Tuesday 16 December 2014

Want To Be A Success In The Gym?



  • Taking into consideration the intricate upper body muscle groups, the Back and Middle Trapezius could make or break a physique. So make certain you develop them to their maximum potential.
  • It can be very hard to actually do this, no matter your knowledge of training or how physically fit you are. If you have ever attempted this you know what I mean.
  • Some of us might be able to utilize the Pull Up to improve the upper body faster than others.
  • Essential in using the Pull Up in your strength training program however, is to alter various aspects of the exercise. Keep changing the way you use it. Here are several variables you could modify:
    • rest times
    • pre-fatigue sets
    • rest pause sets
    Train like this and you should see improvements.


There is more to a rep than just lifting and lowering the weight.

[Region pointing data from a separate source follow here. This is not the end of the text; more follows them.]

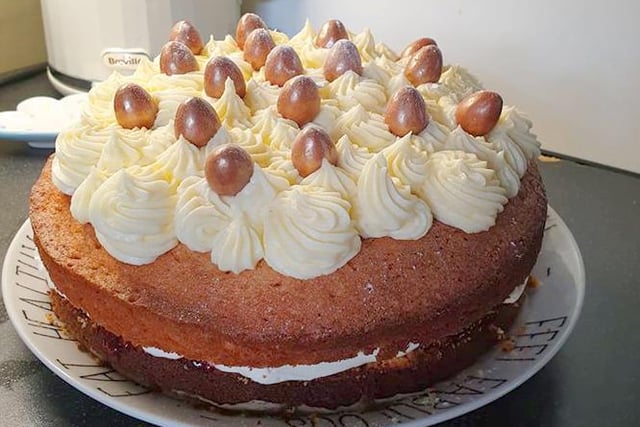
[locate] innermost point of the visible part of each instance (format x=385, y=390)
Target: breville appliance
x=89, y=39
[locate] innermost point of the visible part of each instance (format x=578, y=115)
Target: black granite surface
x=593, y=381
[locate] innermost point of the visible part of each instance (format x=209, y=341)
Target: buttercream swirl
x=514, y=127
x=261, y=95
x=350, y=90
x=385, y=207
x=308, y=232
x=231, y=108
x=462, y=192
x=461, y=140
x=133, y=216
x=303, y=43
x=124, y=148
x=383, y=50
x=230, y=227
x=305, y=36
x=364, y=128
x=327, y=116
x=407, y=161
x=98, y=110
x=78, y=148
x=332, y=178
x=351, y=157
x=252, y=143
x=366, y=45
x=277, y=133
x=435, y=135
x=459, y=81
x=222, y=47
x=169, y=100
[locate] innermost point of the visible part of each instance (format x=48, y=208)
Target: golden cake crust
x=392, y=293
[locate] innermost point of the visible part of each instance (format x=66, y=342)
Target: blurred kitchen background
x=572, y=66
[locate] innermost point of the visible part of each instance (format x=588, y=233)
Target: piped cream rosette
x=145, y=190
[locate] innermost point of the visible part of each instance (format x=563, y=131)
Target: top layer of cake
x=144, y=190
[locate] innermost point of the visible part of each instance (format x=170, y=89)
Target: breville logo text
x=121, y=59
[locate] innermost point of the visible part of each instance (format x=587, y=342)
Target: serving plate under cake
x=545, y=322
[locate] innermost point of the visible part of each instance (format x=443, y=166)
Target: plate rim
x=451, y=413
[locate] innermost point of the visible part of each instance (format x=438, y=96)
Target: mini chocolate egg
x=343, y=56
x=299, y=100
x=406, y=112
x=424, y=66
x=415, y=45
x=330, y=32
x=134, y=107
x=310, y=147
x=177, y=58
x=228, y=169
x=187, y=34
x=246, y=24
x=479, y=112
x=197, y=121
x=257, y=47
x=282, y=64
x=218, y=69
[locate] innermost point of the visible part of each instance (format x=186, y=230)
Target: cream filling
x=516, y=293
x=279, y=374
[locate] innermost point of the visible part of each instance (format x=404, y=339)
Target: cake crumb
x=533, y=282
x=507, y=345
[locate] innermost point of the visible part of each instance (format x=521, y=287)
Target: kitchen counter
x=593, y=381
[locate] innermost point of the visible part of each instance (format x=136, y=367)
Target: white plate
x=38, y=120
x=546, y=320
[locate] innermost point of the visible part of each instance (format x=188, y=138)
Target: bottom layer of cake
x=201, y=381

You can manipulate many variables when using the Pull Up to stimulate the Lats and Lower Traps in different ways. These are a few of the things you should vary:
  1. concentric (lifting) action
  2. the lowering portion of the Pull Up
  3. total time taken to execute each set
  4. muscle hydration level variation by isotonic supplements
  5. percentage of 1 Rep Maximum you happen to be working with
  6. range of flexion
  7. central nervous system involvement levels
Every one of these parameters can make a massive difference to your size gains- if you know the right way to incorporate them in your training program. The Pull Up, like every other upper body movement, can only trigger the Rhomboids and Middle Traps if you get them to do most of the work. This is what a lot of elite competitive bodybuilders like James Flex Lewis, Desmond Miller and Andy Haman, refer to as the muscle and mind link. Try and really feel every repetition stressing the Lats, Rhomboids and Rear Deltoids utilizing slow repetition speed (2 seconds upwards and 5 seconds on the lowering). Don't get worried if you get a lower number of reps when working with slower rep speeds. There's no question about it. Concentrating on the lowering phase of a movement is a good method to hypertrophy muscles rapidly.